爱奇小说 > 穿越小说 > 假如贞德在死后第三天复活 > 第2章 赫拉克略
    瓦迪斯瓦夫最先听见的是两个女人的声音。

    一道隔着门板,低而苍老,他从未听过。另一道更轻,说出的每个希腊词之间都有短暂的停顿,像是在一条并不熟悉的路上小心落脚。

    “彼得……醒了吗?”

    瓦迪斯瓦夫想睁开眼,眼皮却像被什么压住。门外的老妇人回答了一长串话,他只分辨出“不”和“早晨”。年轻女人用同样简短的希腊语向她道谢,又慢慢补了一句:倘若彼得醒来,而她恰好不在,请先来告诉她。

    彼得是谁?

    这个念头刚刚浮上来,门轴轻轻呻吟一声。

    脚步进入房间,门随即合拢。

    瓦迪斯瓦夫终于睁开眼。低矮的房梁上留着几处修补木条,蜡布窗卷起一角,灰白天光落进来,屋里混着草药、湿灰和酸酒的气味。

    贞德走到床边。头发挽在脑后,用一条普通布巾束住,身上是本地村妇常穿的长裙和罩衣,腰间束着一条粗编布带。她看起来还是她本人,却让瓦迪斯瓦夫一时无法把眼前的人同军旗、炮声和军议帐联系起来。

    “女士——”

    贞德从门口几步便到了床前。她俯下身,一只手捂住他的嘴。

    “玛丽。”她用拉丁语低声说,“我是玛丽。”

    瓦迪斯瓦夫看着她。

    她的手掌轻贴着他的唇,另一只手按在右肩上,阻止他因惊醒而起身。她朝门的方向看了一眼。

    他点头,贞德稍稍松开手。

    “玛丽。”瓦迪斯瓦夫重复。

    声音从干裂的喉咙里挤出来,轻得几乎不像他的。

    她这才把手移开,将床边的木碗端起来。瓦迪斯瓦夫喝了几口,左髋骤然抽痛,牵得腰腹和右侧肋骨同时收紧。

    贞德立刻托住他的后颈,让他重新躺平。

    “不要动左腿。”

    他等疼痛稍微退下去,才想起刚才那个名字。

    “彼得是谁?”

    “你。”

    瓦迪斯瓦夫低头看了一眼自己,毯下只有一件不合身的农夫衬衣。他摸向胸前,甲片、王冠饰物和印戒都已不在。

    “这里是什么地方?”

    “克莱里德斯家的宅邸。”贞德说,“离战场已经有一段路。这里的女主人是多布拉,一位寡妇。刚才说话的是拉达,她的老女佣。宅子里只有她们两个人。”
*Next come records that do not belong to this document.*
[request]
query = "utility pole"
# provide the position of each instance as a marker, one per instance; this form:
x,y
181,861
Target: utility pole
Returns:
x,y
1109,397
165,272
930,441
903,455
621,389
    “为什么——”瓦迪斯瓦夫的呼吸又乱了,“为什么要用化名?”

    贞德把耳朵贴近他的唇,像是为了听清,开口时,她的声音只够床边的人听见。

    “我们是逃难的兄妹。你是我的兄长彼得,在路上受了伤。我叫玛丽。”

    “谁在找我们?”

    “奥斯曼人没有在战场上找到我们的尸体。等他们确认我们也没有回到十字军,就会沿战场附近的道路和村庄搜查。”

    “他们找的是波兰与匈牙利的国王,还有贞德。他们不会留意一个受伤的农夫和照顾他的妹妹,除非我们先让他们留意。”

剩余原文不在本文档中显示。